Excerpts from Jim Conrad's
from the May 11, 2014 Newsletter issued from the Frio Canyon Nature Education Center in the valley of the Dry Frio River in northern Uvalde County, southwestern Texas, on the southern border of the Edwards Plateau, USA
Last fall we looked at the Rice Weevils who had taken up residence in my stored rice. You can see that species' long, slender, blunt-tipped snout with antennae arising from the snout's base on our Rice Weevil page at http://www.backyardnature.net/n/a/riceweev.htm.
Since the Rice Weevil's front pair of wings form a hard covering over the cellophane-like hind wings, it's clear that weevils are beetles belonging to the huge Beetle Order, the Coleoptera. And when a beetle is equipped with such a snout with antennae sprouting from its base, it's a member of the Weevil Family, the Curculionidae.
However, the Weevil Family is one of the largest of all animal families, embracing over 40,000 known species, so there are plenty of "variations on the weevil theme."
All these matters coursed through my mind the other day when in the acute angle formed by a leaf attaching to a stem of Water Willow, Justicia americana, emerging from a drying-up pool in the Dry Frio River a weevil-type beetle turned up with his long snout poked into the leaf axil, apparently feeding on soft tissue there. The weevil's basic structure was the same as our previous Rice Weevil's, but this one was much larger, and occupying a profoundly different habitat. Pulling the leaf back to better expose the weevil enabled the picture at the top of this page.
A nice thing about that image is that it shows the tiny open mouth at the very tip of the long, black, blunt snout.

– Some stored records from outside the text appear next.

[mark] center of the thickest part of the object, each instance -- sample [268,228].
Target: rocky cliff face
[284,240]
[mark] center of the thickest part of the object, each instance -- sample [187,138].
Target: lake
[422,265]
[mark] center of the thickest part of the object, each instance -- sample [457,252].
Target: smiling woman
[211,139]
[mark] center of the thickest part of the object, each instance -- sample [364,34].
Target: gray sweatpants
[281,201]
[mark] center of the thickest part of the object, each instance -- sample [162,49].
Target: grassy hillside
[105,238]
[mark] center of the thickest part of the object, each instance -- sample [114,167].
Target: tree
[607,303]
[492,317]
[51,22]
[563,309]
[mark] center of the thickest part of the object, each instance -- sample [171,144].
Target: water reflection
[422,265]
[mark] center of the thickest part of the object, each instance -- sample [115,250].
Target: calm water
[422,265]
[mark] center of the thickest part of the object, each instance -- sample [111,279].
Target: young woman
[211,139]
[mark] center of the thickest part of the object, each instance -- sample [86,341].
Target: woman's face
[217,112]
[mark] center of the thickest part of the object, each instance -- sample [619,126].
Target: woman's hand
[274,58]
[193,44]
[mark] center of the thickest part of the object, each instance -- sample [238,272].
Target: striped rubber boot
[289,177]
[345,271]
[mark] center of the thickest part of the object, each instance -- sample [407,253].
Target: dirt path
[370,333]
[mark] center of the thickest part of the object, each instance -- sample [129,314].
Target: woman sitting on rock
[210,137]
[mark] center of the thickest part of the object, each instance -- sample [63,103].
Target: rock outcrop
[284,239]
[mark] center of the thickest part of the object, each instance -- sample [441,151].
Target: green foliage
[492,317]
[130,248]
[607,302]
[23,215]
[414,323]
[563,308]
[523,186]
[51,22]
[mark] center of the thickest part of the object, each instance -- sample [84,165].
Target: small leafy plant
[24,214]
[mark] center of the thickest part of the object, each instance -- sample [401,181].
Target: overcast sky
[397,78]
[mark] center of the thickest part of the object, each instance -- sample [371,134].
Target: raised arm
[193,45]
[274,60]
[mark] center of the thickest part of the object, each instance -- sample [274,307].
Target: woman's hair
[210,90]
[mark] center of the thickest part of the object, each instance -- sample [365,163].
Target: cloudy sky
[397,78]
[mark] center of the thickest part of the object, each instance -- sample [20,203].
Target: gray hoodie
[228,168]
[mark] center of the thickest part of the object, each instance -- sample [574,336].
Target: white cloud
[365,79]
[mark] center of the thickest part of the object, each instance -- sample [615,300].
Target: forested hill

With so many look-alike weevil species, volunteer identifier Bea in Ontario could only hope that by uploading our photo to the wonderful BugGuide.Net website an expert someplace might take a look and give us a name. In a few hours, "v belov," an entomologist in New Jersey, replied: "prob. Erirhininae; need a good dorsal to proceed." In other words, probably it belongs to the weevil subfamily Erirhininae, but to be more certain a picture was needed from directly above, of the "dorsal surface."
My own Internet browsing into the matter makes clear that simply because there are so many possibilities, and distinguishing features often are microscopic, we can't go much further in identifying our weevil.

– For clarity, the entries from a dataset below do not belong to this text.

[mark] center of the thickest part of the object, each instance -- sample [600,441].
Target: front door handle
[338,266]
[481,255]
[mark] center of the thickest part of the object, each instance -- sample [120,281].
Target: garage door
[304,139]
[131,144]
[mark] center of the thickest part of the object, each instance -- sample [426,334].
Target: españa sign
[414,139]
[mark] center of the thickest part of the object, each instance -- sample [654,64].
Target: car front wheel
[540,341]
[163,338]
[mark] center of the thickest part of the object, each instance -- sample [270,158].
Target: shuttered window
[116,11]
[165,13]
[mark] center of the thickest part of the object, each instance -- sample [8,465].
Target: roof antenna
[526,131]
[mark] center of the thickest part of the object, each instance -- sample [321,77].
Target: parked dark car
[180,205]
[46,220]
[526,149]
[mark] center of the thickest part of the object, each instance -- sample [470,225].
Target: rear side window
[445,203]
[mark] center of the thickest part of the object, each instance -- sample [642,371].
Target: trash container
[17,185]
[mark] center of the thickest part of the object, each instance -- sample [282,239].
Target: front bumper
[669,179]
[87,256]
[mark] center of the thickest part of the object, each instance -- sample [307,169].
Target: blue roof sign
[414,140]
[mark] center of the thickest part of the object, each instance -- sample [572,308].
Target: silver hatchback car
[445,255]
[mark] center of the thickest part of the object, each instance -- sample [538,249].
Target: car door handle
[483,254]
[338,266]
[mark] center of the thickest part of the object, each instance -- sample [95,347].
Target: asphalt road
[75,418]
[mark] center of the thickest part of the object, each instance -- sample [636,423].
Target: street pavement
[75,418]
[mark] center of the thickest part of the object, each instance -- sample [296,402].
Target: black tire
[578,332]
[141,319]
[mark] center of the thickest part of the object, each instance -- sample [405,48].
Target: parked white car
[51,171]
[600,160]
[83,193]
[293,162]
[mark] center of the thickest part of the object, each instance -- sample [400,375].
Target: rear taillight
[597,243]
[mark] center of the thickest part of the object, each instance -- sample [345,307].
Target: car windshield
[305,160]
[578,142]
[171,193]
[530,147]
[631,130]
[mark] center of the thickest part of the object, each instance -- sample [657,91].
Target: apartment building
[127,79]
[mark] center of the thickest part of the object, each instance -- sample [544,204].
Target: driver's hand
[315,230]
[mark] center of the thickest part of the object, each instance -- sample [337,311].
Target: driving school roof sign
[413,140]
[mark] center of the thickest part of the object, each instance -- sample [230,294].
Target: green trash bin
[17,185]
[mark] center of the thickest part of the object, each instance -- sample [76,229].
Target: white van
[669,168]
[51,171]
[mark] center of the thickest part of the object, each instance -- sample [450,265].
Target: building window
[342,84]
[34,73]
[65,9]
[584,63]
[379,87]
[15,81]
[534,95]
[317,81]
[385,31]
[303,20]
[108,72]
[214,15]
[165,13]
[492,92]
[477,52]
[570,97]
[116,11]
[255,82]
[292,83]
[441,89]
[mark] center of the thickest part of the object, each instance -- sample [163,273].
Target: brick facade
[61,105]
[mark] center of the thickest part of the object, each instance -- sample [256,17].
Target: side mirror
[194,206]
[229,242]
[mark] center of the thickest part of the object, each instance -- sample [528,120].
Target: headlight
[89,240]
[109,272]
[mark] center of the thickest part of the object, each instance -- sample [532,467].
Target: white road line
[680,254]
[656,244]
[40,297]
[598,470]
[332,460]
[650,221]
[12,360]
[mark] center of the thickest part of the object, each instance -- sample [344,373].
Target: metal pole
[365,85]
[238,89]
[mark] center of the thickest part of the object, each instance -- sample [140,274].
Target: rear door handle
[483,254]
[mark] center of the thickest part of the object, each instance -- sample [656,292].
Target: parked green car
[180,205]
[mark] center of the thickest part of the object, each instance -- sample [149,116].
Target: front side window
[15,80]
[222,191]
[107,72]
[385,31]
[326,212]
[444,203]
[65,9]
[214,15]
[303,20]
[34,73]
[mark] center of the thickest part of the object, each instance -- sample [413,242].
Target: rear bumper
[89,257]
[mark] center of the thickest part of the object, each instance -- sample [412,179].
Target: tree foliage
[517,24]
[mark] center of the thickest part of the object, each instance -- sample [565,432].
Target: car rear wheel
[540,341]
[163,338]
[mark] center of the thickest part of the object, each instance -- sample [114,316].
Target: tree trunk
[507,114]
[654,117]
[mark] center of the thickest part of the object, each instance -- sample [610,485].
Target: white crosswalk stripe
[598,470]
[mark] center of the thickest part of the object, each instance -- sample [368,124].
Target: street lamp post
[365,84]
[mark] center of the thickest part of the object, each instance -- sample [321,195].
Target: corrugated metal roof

However, there's so little life-cycle and ecology information on this group that it's a shame to not post what little we have -- that the weevil in the picture was feeding on a Water Willow, Justicia americana, in southern Real County, Texas, in the upper Dry Frio River Valley, on May 4, 2014.
Trying to pin down the identity of our Water Willow feeder and judging from pictures on the Internet, I'd guess that our weevil belongs to the genus NOTIODES. In John LeConte's classic 1876 paper "The Rhynchophora of America North of Mexico," in Proceedings of the American Philosophical Society, partly available through Google Books, our weevil keys out to Notiodes limatulus, based on its body possessing no bristles, and its length, which was 5mm or longer.
Notiodes weevils are sometimes referred to as semiaquatic species, so it sounds right that ours should have been feeding on a Water Willow. Whoever our weevil truly is, here we're filing it on the Internet under "Notiodes limatulus" in the hope that someday a researcher will be pleased to find this page, and maybe either confirm or correct our ID.